There is no way with pthreads to do what you want. You can wait on
condition variables, but as you noted, this means also an associated
mutex, which must be the same for all threads.
But what are you really doing which requires that all 256 (or
whatever number) of threads needs to be woken up and started exactly
in parallel?
Seems to me that this is where you maybe should rethink. Do you
really have data for all 256 jobs ready at the same time, to be
started at the same time?
Have your worked threads each have their own condvar and mutex
instead. and fire each one off as soon as enough data for that thread
to work on is available?
Or don't even create the thread until the data is there for it to
work on, and don't do any waits at all.
Obviously I don't know enough about your program to say how it
can/should be done, but I can think of several alternative ways of
doing most stuff, compared to trying to start 256 threads exactly
simultaneously.
OK, let me elaborate a bit more.
You have a powerful Multicore/SMP system that supports a total of 256
parallel threads (which will be common in a few years time).

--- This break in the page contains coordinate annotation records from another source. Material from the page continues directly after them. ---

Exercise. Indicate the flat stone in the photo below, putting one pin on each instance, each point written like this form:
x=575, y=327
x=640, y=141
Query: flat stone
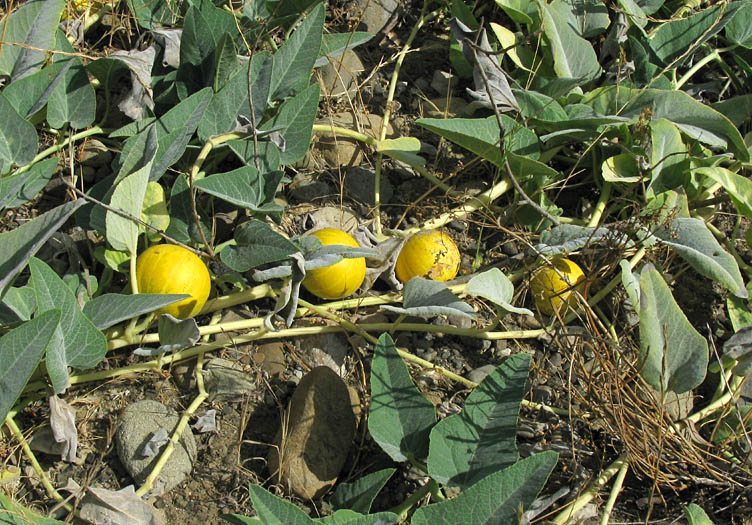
x=361, y=182
x=479, y=374
x=338, y=150
x=271, y=358
x=376, y=13
x=307, y=187
x=140, y=421
x=340, y=75
x=226, y=380
x=317, y=437
x=327, y=350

Say you have a large music file 'song1.wav' that you want to convert to
'song1.mp3'. This can also have other uses, e.g. data compression,
encryption, etc.
You call 'mmap()' function to map a big chunk (or a whole file) into
your process' adress space. Also lets assume that the pages for this
file were cached in memory and are still valid. So, when mmap()

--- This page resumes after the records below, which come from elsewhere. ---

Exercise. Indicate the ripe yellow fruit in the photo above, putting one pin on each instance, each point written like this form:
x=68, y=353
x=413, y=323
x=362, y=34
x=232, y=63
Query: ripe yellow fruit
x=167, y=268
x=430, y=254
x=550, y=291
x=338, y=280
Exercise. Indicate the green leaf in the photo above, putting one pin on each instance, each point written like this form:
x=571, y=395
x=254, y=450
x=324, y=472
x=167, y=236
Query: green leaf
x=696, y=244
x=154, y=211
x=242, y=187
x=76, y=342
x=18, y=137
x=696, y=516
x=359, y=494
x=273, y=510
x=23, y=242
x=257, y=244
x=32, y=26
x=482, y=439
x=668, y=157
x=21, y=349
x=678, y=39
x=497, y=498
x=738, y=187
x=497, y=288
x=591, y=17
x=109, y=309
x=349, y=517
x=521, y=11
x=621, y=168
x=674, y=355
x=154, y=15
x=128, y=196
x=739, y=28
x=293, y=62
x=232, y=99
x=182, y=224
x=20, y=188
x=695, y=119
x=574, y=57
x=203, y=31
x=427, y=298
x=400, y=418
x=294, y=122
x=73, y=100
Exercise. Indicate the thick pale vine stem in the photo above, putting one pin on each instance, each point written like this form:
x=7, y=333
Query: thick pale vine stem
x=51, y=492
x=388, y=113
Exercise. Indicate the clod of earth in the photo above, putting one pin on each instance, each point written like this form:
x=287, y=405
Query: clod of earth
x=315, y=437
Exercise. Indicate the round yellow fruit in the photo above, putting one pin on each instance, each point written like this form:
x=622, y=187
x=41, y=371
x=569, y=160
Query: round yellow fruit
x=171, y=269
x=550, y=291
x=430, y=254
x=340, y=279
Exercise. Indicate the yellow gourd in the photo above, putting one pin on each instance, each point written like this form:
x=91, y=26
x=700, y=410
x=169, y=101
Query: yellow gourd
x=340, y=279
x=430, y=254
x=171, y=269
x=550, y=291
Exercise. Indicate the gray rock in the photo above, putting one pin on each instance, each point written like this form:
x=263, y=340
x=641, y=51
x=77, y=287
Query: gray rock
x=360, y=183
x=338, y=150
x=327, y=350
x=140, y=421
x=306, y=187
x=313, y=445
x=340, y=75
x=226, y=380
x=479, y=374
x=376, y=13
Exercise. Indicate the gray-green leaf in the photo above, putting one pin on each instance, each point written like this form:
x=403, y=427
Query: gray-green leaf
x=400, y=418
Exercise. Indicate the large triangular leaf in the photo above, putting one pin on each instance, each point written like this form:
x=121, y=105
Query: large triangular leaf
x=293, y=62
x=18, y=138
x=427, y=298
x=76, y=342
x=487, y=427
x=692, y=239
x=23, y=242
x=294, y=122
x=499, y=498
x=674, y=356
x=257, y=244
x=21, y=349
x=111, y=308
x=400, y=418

returns, you have a large memory buffer that contains all the data you
need, hence no need for slow disk I/O.
Provided you have enough memory, what you would like to do now is
allocate a large output buffer, utilise 256 parallel threads to read
input buffer, convert data into mp3 format and write it to output
buffer. When data conversion is finished, you allocate writing output
buffer to disk (file1.mp3) to a slow I/O thread in the background, so
that other threads can carry on with compute-bound tasks.

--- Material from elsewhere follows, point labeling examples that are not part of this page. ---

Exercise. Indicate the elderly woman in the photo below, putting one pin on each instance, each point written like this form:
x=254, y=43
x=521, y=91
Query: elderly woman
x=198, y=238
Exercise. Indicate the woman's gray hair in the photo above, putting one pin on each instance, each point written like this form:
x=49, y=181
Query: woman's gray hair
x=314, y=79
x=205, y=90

The problem now is how to find the most efficient way to partition input
buffer into 256 segments and how to allocate jobs to 256 parallel
threads.
There are different methods you can use, i.e. have a job queue and
assign one job at a time to a queue and then call one thread to process
each job, etc.
I was looking for a way to minimise the number of times you need to call
pthread_cond_signal(), or pthread_mutex_lock(). It doesn't make much
difference on a 4-core CPU, but as the number of cores increases, the
overheads of each function call will quickly add up.
I thought a good way to start would be to assign thread_id number to
each thread. So each thread would have thread_id from 0 to 255. Then
all you do is provide a pointer to input and output buffers and call
pthread_cond_broadcast() to wake up all threads. Each thread would look
at its thread_id and based on that read/write input/output buffer only
from the segment number that corresponds to thread_id. This way threads
don't collide and don't modify shared data.
There are a lot of details to work out, but the biggest issue is the
way in which pthread_cond_wait() is implemented. I think that calling
pthread_create() each time for parallel region will incur too much
overhead, but then if I pre-spawn all threads that call
pthread_cond_wait(), when woken up each of those threads will lock a
mutex, preventing other threads from running until this mutex is
unlocked.
The best workaround I came up with, was to divide all threads into
groups, so 256 parallel threads would be arranged into something like
32 groups of 8 threads per group. Then all 8 threads in a group would
sleep on the same condition variable, minimising the 'thundering herd'
problem. You would have to step through 32 groups and broadcast to all
8 threads in a group.
Does this make sense, or I'm doing something completely wrong?